Devant le succès de cette ligne, l'Aéromaritime acheta un quatrième S-43 neuf (F-AQHY c/n 4338), puis l'exemplaire norvégien de DNL, ré-immatriculé F-AREX (c/n 4312).
L'entrée en guerre de la France en septembre 1939, puis la défaite de juin 40, amenèrent de profonds changements, certains territoires restant fidèles à Vichy, d'autres ralliant la France libre. De plus, le survol des possessions britanniques n'était plus possible pour les appareils de Vichy. Le débarquement allié en AFN, et le ralliement des derniers territoires à la France libre, permis une reprise progressive des vols, d'abord entre Dakar et Cotonou, en janvier 1943, puis totalement vers Pointe Noire durant l'été 1943. En mars 1944, la rationalisation du réseau entraina la fusion de l'Aéromaritime, d’Air France et des LAM (Lignes Aériennes Militaires) pour former les TAM : Transports Aériens Militaires.
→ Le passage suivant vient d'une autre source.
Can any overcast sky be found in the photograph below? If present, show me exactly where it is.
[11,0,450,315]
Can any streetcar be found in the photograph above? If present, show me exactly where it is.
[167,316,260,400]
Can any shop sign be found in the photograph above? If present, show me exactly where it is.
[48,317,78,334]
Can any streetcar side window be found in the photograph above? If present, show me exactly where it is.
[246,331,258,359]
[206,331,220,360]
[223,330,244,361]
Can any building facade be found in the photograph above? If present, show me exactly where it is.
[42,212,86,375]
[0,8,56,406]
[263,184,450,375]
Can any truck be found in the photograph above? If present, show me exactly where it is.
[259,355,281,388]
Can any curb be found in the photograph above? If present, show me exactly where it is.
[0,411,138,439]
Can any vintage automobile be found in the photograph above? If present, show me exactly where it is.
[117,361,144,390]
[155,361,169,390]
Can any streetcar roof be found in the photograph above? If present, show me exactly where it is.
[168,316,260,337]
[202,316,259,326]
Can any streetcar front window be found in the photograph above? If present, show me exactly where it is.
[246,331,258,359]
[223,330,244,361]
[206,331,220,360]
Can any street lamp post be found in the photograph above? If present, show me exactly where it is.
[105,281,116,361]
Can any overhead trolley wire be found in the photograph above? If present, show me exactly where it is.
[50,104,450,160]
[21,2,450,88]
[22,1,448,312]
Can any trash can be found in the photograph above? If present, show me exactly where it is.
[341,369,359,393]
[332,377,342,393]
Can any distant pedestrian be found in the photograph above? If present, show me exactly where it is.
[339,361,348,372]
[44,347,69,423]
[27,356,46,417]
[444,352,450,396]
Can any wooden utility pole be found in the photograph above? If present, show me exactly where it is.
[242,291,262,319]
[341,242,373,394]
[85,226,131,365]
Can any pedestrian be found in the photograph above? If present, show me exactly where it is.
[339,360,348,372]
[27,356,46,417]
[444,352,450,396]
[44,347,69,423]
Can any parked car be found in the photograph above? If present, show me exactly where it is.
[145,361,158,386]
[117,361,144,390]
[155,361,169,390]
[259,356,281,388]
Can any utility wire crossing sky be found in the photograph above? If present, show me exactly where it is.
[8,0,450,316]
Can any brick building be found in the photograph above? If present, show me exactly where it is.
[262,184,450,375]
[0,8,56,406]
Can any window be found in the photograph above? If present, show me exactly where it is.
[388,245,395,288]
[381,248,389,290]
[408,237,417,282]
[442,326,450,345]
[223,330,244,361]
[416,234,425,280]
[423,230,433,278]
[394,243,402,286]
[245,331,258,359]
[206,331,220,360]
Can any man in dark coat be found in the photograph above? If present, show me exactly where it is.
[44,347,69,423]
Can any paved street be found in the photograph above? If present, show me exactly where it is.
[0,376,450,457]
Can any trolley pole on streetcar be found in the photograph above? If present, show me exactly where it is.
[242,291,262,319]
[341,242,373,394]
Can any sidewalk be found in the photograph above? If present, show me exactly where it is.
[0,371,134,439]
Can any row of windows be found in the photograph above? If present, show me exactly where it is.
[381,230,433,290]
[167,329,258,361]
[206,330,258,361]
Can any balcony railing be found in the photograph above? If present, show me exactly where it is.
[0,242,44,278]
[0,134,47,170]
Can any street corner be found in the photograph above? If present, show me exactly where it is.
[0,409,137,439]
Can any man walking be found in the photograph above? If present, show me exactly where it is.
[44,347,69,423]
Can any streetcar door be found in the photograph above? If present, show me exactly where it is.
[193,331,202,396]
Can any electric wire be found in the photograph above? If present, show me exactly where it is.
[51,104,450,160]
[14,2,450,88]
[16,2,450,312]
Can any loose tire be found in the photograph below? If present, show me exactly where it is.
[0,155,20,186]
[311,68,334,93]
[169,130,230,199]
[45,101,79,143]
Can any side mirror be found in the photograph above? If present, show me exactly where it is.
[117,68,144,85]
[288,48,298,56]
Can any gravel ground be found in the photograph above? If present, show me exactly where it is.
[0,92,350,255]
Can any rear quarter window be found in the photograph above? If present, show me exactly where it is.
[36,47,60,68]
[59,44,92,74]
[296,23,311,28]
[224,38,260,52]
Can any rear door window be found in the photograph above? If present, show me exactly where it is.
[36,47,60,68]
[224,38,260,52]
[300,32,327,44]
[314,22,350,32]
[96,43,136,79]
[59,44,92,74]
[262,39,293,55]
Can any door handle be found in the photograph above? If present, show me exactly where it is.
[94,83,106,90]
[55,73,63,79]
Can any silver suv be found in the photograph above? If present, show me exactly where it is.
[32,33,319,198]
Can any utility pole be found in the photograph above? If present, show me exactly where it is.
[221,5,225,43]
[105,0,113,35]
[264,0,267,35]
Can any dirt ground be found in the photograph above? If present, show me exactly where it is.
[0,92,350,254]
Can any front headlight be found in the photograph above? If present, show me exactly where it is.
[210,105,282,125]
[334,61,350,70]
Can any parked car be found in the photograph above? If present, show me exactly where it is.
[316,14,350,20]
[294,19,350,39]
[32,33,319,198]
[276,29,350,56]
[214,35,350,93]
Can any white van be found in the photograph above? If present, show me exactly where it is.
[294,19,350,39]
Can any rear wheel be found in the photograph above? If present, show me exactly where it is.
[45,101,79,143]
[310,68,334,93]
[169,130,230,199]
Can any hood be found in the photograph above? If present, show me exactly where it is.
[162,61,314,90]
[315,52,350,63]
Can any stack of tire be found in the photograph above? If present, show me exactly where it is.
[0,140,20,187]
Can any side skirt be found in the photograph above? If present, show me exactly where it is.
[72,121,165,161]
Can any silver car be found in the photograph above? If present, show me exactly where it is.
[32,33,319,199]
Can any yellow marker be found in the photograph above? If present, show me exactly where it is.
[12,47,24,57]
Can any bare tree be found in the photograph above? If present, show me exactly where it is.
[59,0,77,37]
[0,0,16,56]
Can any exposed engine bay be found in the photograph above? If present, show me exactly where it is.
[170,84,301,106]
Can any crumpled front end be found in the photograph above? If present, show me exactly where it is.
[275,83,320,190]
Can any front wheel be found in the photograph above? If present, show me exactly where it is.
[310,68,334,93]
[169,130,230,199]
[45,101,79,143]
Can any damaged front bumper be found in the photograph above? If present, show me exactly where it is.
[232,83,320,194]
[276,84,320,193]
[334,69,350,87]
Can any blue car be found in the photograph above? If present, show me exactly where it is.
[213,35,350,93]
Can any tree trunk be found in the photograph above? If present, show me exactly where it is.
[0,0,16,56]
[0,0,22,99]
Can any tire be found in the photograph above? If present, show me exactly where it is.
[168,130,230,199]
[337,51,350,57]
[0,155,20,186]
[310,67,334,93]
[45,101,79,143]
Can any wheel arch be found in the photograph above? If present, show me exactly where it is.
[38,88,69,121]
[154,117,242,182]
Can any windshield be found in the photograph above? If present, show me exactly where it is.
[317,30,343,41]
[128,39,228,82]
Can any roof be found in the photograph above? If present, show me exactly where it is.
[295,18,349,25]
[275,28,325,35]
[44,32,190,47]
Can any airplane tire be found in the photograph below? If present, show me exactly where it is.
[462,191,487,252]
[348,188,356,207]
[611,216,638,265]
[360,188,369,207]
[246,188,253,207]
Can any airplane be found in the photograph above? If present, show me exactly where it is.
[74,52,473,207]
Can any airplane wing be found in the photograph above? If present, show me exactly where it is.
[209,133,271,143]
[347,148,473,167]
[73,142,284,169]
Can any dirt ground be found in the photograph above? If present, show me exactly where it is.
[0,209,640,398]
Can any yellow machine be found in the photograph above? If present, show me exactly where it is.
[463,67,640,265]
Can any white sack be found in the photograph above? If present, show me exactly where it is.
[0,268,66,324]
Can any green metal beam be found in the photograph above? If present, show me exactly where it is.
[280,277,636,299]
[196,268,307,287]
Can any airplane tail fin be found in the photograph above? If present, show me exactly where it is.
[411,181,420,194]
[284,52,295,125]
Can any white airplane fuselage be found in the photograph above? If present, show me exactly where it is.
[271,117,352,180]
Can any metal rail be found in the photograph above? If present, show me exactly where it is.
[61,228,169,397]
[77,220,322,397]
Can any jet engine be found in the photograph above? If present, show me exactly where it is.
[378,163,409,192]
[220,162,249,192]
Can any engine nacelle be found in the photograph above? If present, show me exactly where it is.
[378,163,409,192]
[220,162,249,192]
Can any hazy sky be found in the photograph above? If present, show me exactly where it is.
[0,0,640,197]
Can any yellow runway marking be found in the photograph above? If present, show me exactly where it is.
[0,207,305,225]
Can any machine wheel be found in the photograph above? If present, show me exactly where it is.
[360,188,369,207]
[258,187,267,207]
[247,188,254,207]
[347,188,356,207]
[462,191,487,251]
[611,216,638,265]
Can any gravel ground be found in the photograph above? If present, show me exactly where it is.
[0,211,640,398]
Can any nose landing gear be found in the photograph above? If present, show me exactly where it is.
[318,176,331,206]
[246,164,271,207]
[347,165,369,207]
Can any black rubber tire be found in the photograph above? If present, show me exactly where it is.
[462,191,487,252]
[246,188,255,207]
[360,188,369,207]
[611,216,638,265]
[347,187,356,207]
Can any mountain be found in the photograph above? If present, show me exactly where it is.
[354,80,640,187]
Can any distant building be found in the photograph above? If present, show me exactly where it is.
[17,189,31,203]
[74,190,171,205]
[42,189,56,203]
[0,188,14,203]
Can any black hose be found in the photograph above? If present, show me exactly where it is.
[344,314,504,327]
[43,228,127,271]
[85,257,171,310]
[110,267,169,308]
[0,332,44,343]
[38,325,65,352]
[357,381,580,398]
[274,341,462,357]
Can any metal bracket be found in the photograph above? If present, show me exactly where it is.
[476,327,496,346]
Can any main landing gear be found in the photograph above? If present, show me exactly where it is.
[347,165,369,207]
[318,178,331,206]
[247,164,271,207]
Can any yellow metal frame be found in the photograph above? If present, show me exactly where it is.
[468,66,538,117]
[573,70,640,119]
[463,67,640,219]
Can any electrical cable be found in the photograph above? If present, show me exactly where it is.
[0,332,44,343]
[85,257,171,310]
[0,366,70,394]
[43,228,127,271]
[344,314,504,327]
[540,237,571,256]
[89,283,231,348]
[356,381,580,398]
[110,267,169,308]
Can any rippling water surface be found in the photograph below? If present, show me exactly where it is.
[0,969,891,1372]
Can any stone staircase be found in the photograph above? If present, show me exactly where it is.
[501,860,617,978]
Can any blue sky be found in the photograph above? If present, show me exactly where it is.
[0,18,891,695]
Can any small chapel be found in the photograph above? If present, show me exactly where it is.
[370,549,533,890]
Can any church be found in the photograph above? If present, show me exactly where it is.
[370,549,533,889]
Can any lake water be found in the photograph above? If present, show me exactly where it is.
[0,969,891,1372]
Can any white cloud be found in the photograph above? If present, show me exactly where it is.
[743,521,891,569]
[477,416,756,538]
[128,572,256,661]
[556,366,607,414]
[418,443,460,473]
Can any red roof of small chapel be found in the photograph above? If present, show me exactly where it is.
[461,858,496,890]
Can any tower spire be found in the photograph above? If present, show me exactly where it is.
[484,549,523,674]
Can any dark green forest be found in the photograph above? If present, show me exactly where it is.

Au 31 mars 1945, 3 S-43 étaient encore en état de vol en Afrique, les deux autres étant arrêtés et servant de stocks de pièces de rechange. Ceci témoigne de la robustesse et de la fiabilité de ces machines, qui opéraient dans un environnement hostile (humidité, chaleurs, salinité), et avec des conditions de maintenance difficiles. Les derniers exemplaires furent radiés en 1947, mais il est possible qu'ils ne volaient plus depuis quelques temps.
A noter, que durant les presque 10 ans d'exploitation, aucun S-43 français ne subit d'accident. Cependant, un S-43B, de la Pan Am fut détruit en France, à la suite d’un amerrissage raté en 1945, à Fort de France, aux Antilles (4 morts sur les 14 personnes à bord).
Au total, 53 S-43 des différentes versions sont construits. Durant leur utilisation civile, quatre accidents ont entrainés la mort de 28 personnes.